Trotzdem versucht die Quelle zumindest, etwas Licht ins Dunkel zu bringen, was im Vorfeld von Lord und Millers Abreise schief gelaufen sein soll. Zu den Problemen: Die angebliche Tendenz des Duos, zahlreiche Einstellungen auf der Suche nach vielen verschiedenen Lesarten zu drehen, bis zu dem Punkt, dass die Schauspieler - laut der Quelle - anfingen, es 'seltsam' zu finden. Lord und Miller, so die Quelle, näherten sich dem Film mit dem Ziel, ihn beim Schnitt zu gestalten, und wollten aus einer Vielzahl von Einstellungen auswählen. Als Howard an Bord kam, änderte sich das. Die Anzahl der Takes ging dramatisch zurück, und Howard – beschrieben als „ein wirklich unkomplizierter Typ“ – brachte eine neue Ebene der „Kontrolle“ in das Set.

Das Problem scheint jedoch tiefer gegangen zu sein als viele Takes gegenüber wenigen. Laut Vultures Quelle waren Lord und Miller einfach nicht bereit für die Strapazen eines Films auf einem Krieg der Sterne Skala.

„Sie haben den Druck definitiv gespürt; Bei einem dieser Filme sind die ganze Zeit so viele Leute über dir“, sagte die Quelle. „Der erste Regieassistent war wirklich erfahren und musste einspringen, um bei vielen Szenen zu helfen.

Ein weiteres Problem, so die Quelle, war die Leistung des Hauptdarstellers Alden Ehrenreich, der sich schwer tat, seine Version von Han Solo nach Lucasfilms Standards darzustellen. Es ist nicht klar, ob die Schuld hier allein Ehrenreich zuzuschreiben ist, oder ob Lord und Miller der Aufgabe nicht gewachsen waren, ihrem Star die richtige Leistung abzuverlangen. Wie auch immer, um diese Zeit im letzten Jahr soll das Studio einen Schauspielcoach engagiert haben, um Ehrenreich zu helfen, Harrison Ford-ähnlich zu werden.

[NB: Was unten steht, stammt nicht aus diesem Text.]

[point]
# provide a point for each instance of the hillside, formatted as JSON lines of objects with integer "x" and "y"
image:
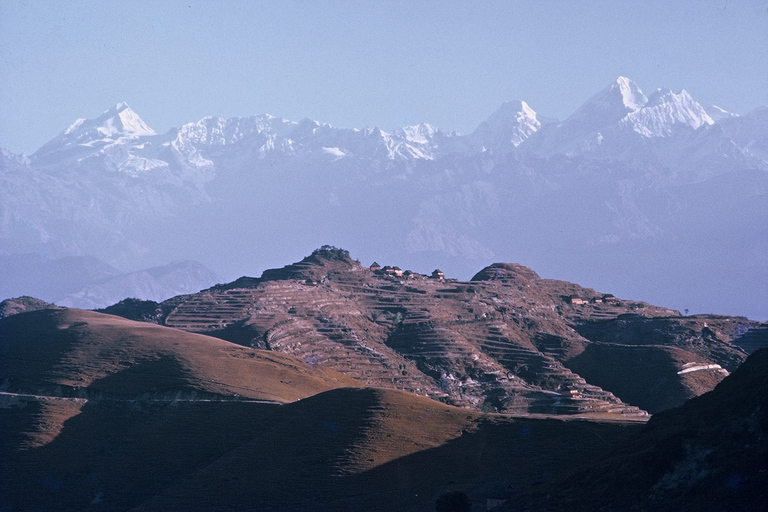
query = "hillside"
{"x": 347, "y": 449}
{"x": 649, "y": 196}
{"x": 709, "y": 454}
{"x": 83, "y": 354}
{"x": 507, "y": 341}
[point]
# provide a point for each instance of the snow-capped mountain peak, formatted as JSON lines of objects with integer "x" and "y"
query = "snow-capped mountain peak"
{"x": 118, "y": 122}
{"x": 664, "y": 112}
{"x": 607, "y": 107}
{"x": 718, "y": 114}
{"x": 512, "y": 123}
{"x": 417, "y": 134}
{"x": 631, "y": 95}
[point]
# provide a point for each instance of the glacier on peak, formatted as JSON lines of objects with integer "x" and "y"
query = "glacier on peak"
{"x": 114, "y": 124}
{"x": 606, "y": 107}
{"x": 666, "y": 111}
{"x": 718, "y": 114}
{"x": 512, "y": 123}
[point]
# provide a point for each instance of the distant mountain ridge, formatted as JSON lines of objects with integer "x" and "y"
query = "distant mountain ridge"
{"x": 628, "y": 192}
{"x": 506, "y": 341}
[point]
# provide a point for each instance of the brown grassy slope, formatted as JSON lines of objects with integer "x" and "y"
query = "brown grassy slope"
{"x": 377, "y": 449}
{"x": 645, "y": 376}
{"x": 114, "y": 455}
{"x": 75, "y": 352}
{"x": 502, "y": 342}
{"x": 710, "y": 454}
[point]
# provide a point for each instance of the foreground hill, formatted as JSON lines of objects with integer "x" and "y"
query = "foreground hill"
{"x": 343, "y": 450}
{"x": 84, "y": 354}
{"x": 710, "y": 454}
{"x": 506, "y": 341}
{"x": 102, "y": 413}
{"x": 651, "y": 196}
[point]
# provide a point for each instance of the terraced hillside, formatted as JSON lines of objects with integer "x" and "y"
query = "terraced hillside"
{"x": 506, "y": 341}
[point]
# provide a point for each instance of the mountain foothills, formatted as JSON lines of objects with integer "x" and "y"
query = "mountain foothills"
{"x": 652, "y": 196}
{"x": 329, "y": 385}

Der Versuch, Harrison Ford nachzuahmen, sei wirklich schwierig, sagte die Quelle. Lucasfilm wollte etwas ganz Bestimmtes: jemand anderen kopieren. Alden ist kein schlechter Schauspieler – nur nicht gut genug.

Es gibt in dem Bericht nichts Konkretes darüber, was genau Ehrenreich an seinem Charakter nicht verstanden hat, aber die Quelle stellte fest, dass 'der Trainer funktionierte' und die Leistung des Schauspielers im Laufe der Dreharbeiten anscheinend 'harrison-ähnlicher' wurde noch vor der Abreise von Lord und Miller.

Einen Tag nachdem die Geschichte aufgetaucht war, ging Miller scheinbar als Reaktion darauf zu Twitter und schrieb einfach: 'Vielleicht glauben Sie nicht alles, was Sie lesen.'

Auch hier ist es wichtig zu beachten, dass dies eine ungenannte Quelle ist, die nicht unbedingt vollständige Kenntnisse der Nur Produktion (Vulture stellt fest, dass ihre Quelle nie einen direkten Konflikt zwischen Lord und Miller und Lucasfilm-Chefin Kathleen Kennedy gesehen hat) und dass wir wahrscheinlich nie die ganze Geschichte direkt von jedem bekommen werden, der sie erlebt hat. Es besteht eine gute Chance, dass wir nie genau wissen, welche Teile von Nur sind Howards und welche Teile sind die von Lord und Miller. Eine interessante Sache hat die Quelle jedoch bemerkt: Howard soll seine Teile des Films nach 'genau dem gleichen Drehbuch' gedreht haben.

Solo: Eine Star Wars-Geschichte kommt am 25. Mai in die Kinos.